Ralph Turner said he worries that valuing land below potential development values affects his ability to get the financing needed to annually plant crops and buy farm equipment.
"There is a lack of understanding about the need for capital," he said.
The Turners also suggested the Freeport Conservation Trust should encourage reducing local rural zoning requirements of 2.5-acre lot sizes to reduce sprawl and leave more land available to farm.
The Turners drive as far south as Wells to sell their organic vegetables, and Ralph Turner said discussions about farming need to include assessments of market conditions to ensure profitability.
"We all need to work on increasing the markets," he said.
At Winter Hill Farm, Burger and Wiederkehr sell raw milk, and farm-made yogurt to markets south to Scarborough, and constantly worry about how to make more money from their land.
"It is fully 50 percent of our time," Burger said about marketing what they grow and make. "That is the trade-off."
Burger was raised on a large farm in northeastern Missouri.

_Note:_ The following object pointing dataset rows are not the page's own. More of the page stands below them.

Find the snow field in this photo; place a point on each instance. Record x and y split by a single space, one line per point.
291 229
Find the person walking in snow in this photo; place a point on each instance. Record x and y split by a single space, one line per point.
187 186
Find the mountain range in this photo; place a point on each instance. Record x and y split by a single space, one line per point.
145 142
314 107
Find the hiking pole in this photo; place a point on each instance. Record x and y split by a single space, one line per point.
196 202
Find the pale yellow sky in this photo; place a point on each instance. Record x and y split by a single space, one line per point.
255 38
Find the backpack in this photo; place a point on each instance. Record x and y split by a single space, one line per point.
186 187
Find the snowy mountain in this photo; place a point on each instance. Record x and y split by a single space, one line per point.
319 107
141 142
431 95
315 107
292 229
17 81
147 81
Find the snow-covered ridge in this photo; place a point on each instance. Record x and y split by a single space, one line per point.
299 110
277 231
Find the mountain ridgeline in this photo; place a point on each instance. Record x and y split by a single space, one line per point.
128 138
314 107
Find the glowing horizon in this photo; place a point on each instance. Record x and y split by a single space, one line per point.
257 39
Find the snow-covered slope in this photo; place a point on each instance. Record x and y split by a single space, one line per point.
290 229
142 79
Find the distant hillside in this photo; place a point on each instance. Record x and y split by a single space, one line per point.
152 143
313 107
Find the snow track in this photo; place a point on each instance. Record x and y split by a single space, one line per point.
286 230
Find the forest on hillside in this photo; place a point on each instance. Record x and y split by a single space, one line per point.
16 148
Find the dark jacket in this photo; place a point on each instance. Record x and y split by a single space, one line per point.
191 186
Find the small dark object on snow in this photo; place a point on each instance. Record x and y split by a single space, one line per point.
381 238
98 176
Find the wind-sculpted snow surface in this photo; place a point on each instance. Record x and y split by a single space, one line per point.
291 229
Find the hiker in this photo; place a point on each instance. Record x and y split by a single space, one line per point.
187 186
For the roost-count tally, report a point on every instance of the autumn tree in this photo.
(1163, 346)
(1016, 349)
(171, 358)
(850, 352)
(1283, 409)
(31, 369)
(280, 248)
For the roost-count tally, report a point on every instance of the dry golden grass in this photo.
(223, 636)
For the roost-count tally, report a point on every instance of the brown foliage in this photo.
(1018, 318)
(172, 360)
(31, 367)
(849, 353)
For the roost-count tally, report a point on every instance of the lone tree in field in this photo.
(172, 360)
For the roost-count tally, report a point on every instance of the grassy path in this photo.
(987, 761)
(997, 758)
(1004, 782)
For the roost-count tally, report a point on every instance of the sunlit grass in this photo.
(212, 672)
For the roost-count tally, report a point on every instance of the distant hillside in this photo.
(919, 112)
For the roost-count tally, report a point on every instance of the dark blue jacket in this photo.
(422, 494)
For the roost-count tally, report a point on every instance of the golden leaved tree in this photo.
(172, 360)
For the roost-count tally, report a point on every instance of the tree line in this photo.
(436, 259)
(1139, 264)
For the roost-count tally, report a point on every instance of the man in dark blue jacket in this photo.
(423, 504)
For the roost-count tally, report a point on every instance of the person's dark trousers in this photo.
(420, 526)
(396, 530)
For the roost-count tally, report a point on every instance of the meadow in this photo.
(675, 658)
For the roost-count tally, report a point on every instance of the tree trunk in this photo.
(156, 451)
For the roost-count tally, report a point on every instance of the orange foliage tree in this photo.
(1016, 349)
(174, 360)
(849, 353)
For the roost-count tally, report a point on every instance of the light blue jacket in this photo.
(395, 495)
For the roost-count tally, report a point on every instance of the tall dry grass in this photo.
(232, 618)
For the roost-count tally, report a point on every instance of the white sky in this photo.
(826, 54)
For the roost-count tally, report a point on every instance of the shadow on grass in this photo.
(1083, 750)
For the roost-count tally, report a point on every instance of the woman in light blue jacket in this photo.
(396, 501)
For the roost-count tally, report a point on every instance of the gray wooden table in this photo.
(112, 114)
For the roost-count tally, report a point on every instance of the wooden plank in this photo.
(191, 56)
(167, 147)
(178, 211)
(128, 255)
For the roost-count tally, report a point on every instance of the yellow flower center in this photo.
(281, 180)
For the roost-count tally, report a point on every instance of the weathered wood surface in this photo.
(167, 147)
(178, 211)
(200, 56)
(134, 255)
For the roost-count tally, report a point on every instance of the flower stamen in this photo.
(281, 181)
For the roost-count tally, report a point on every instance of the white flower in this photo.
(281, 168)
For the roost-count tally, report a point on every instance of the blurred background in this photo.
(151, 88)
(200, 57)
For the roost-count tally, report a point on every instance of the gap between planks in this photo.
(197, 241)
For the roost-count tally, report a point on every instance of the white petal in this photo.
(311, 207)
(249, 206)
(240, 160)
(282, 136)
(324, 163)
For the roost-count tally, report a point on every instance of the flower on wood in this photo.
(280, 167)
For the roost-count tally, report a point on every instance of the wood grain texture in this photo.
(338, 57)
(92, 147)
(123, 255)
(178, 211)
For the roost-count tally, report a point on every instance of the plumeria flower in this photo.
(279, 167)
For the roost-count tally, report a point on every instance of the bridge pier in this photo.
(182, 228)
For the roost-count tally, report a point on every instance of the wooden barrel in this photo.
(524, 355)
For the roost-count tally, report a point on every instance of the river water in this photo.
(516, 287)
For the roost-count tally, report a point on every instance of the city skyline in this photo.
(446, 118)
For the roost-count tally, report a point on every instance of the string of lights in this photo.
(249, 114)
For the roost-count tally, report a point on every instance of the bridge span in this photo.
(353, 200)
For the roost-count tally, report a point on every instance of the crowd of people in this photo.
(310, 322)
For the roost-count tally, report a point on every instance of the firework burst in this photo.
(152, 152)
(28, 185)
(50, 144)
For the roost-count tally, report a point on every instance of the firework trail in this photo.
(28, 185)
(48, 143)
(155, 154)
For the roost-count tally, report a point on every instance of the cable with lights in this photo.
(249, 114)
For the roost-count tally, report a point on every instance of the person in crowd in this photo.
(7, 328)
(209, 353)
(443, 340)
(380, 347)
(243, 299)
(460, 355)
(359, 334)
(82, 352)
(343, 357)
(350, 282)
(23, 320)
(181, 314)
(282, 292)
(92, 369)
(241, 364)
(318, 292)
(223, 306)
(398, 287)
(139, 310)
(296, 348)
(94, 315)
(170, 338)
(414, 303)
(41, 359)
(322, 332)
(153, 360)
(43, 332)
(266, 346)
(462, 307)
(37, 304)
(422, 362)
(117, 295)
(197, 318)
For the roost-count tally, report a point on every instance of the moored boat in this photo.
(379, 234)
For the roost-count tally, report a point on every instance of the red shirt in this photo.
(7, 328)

Wiederkehr grew up in Brunswick and said working on a farm operated at the University of New Hampshire changed her life.
"It gave me a different sense of structure," she said.
Stephanie Gilbert of the Maine Department of Agriculture said local land trusts are the parties required to apply for Land for Maine's Future grants to buy land easements.
Piotti said the farmland trust prefers private ownership for farms.
"It gets complicated for a nonprofit to run a farm in a way that works well for the land, the people farming it, and the broader farm community," he said.
Piotti said the easement model for farming is based on flexibility, instead of a stricter conservation easement that limits land to specific purposes.
"Well-crafted agricultural conservation easements will allow any activity that appropriately supports agriculture on a property, including fencing, land cleaning that follows soil conservation guidelines, and construction of hoop houses, greenhouses, barns, sheds, support buildings, " he said.
Alan Stearns, Royal River Conservation Trust executive director, said more forums are needed, especially for trust members and its board to determine how the trust can best work with farmers in the future.
"What's most obvious is policy issues we are trying to get our hands around are very new and very fresh," he said. "The anxiety in the room was about who will be the farmers in the next 10 or 20 years. We need conservation models that succeed no matter who owns the land."